I’m agitated, I can’t sleep. I eat candybars by the dozens. I hang from the chandelier. he tells me it’s a fracture hazard and suggests I hang from something safer. there is no irony in his voice, only love.
He knows he can’t protect me - he is not naive, neither is he young - not anymore, anyways. But he diverts our course away from the butcher shop again. We are on this walk, and it’s a sunny day, one of those winter marvels we get as a reward for living where we live, and I know the poignant truth, we are made of red meat and bones and blood and we cannot be avoided, we cannot be made different, we cannot bend without breaking. I do not accept this, but I take his hand and also I take the second left turn. It will get us where we’re going faster, besides, I must start practicing, I must try and walk by the butcher’s without fainting. 

XII
I felt like I had to write him a letter, even though he was sitting right next to me. I wish I could do it in our native language, I do. But feelings don’t work like that, they don’t just leap out of us in an appropriate, sensible manner.
I felt like everything was redundant. I couldn’t touch his arm in a different way than I had the day before, or the hundred days before that. I couldn’t tell him that I loved him in a more meaningful tone, volume or tempo than I had during all this past year.

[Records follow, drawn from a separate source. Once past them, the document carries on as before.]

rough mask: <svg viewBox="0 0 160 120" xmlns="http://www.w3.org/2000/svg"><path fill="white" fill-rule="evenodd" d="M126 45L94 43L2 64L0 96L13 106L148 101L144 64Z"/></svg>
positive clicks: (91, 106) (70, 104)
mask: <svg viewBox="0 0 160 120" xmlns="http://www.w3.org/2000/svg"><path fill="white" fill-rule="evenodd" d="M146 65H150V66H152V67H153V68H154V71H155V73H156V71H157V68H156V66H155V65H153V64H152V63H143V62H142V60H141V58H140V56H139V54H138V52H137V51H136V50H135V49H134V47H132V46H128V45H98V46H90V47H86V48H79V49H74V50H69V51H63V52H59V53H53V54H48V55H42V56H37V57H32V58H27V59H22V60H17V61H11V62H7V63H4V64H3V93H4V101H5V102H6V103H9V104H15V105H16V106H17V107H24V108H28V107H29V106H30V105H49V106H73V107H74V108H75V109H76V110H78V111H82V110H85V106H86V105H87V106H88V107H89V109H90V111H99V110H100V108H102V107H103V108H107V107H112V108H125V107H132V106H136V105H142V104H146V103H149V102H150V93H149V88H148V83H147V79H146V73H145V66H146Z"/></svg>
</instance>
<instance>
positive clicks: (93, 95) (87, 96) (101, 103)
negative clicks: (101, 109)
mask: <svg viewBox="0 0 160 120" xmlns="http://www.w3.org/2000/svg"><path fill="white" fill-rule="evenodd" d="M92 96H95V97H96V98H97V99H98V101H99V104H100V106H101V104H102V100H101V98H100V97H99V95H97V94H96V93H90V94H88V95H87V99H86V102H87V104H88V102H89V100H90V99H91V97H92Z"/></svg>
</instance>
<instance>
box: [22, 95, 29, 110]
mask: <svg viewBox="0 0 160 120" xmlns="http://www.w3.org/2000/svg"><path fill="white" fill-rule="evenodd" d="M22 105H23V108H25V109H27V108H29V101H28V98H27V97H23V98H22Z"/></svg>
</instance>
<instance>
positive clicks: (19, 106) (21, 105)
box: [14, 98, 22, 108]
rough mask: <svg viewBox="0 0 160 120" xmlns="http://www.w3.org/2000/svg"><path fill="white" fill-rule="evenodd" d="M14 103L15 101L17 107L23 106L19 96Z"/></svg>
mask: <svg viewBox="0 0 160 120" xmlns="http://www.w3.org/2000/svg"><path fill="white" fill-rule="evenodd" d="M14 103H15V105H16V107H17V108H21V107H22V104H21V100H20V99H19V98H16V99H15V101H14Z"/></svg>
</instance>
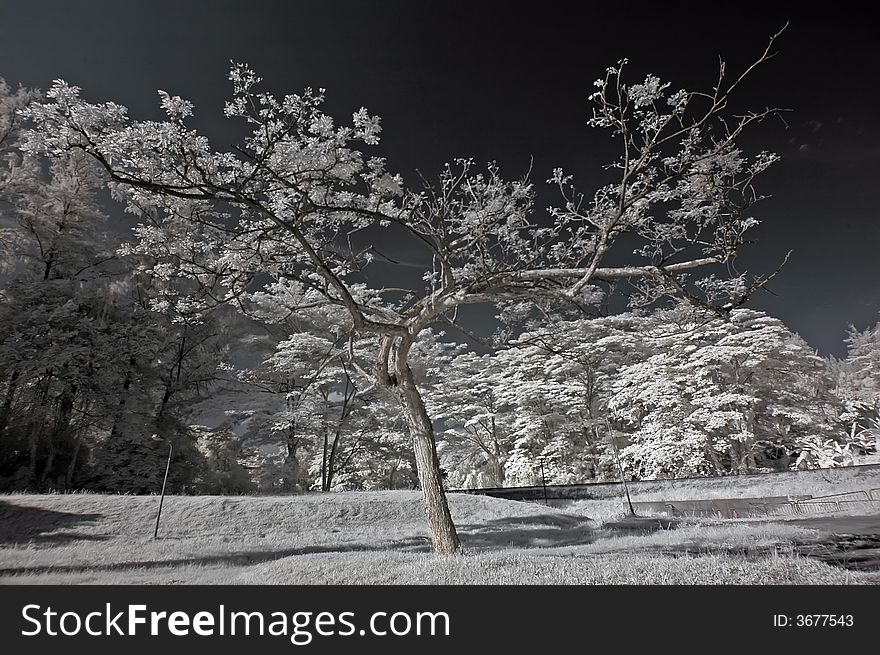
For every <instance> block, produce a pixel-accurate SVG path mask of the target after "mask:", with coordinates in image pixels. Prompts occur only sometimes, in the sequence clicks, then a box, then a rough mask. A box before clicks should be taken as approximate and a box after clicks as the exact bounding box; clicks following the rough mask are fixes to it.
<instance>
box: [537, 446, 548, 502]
mask: <svg viewBox="0 0 880 655" xmlns="http://www.w3.org/2000/svg"><path fill="white" fill-rule="evenodd" d="M538 461H539V462H541V486H542V487H544V504H545V505H549V503H548V502H547V480H545V479H544V458H543V457H541V458H540V459H539V460H538Z"/></svg>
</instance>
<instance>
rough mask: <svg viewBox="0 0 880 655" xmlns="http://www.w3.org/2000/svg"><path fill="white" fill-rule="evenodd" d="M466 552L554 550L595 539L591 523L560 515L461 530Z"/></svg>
mask: <svg viewBox="0 0 880 655" xmlns="http://www.w3.org/2000/svg"><path fill="white" fill-rule="evenodd" d="M458 533H459V538H460V539H461V544H462V547H463V548H465V549H466V550H494V549H499V548H553V547H557V546H576V545H583V544H588V543H590V542H591V541H593V539H594V530H593V527H592V521H590V520H589V519H587V518H580V517H574V516H564V515H558V514H539V515H535V516H525V517H509V518H500V519H492V520H489V521H484V522H482V523H472V524H467V525H462V526H460V527H459V529H458Z"/></svg>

One year, counting. How did this happen? Not so long ago it seems I was sleeping twelve hours every night and having nightmares about his death, his funeral– and during the day, as right as rain, fire and thunder, I would be attending the real funerals of acquaintances, family, friends and pets, then sleeping some more. What changed, I wondered, and what bizarre occurrence turned me into someone who had everything it would ever be worth having, risking, and consequently losing?
My addiction to candy gets worse. I purge by ingesting nothing but water for a whole day. I haven’t put another cigarette in my mouth since last summer– that’s a lie, but the ones I have smoked I can count by holding up four of my fingers like a child who’s really quite proud of her age.
Richard, what have you done to me? I have crossed a line with no return. I fumble in my pockets for an excuse to leave the house and think: a note from work, a doctor’s appointment (on a Sunday afternoon?), a grocery list. Instead, I find a napkin containing one of his incidental love notes. “The dogs are fed. There’s coffee in the pot. I’ll be back by noon”.
Richard, now that you’ve made sure that I have no reason whatsoever to go around hurting myself and using the resulting blood to paint pictures, what am I supposed to do with all these hours in all these days?
So I write him a new letter. It contains a grocery list, an idea for a novel I’m too scared to write. I say, What if it’s garbage. He says, What if it ain’t. Not really, though. He actually really says, I know you, and it won’t. I pick up pens, pencils, an empty notebook, but I don’t start my novel. I don’t finish the one I’ve already started, either. I write him a letter about us, as he sits right next to me.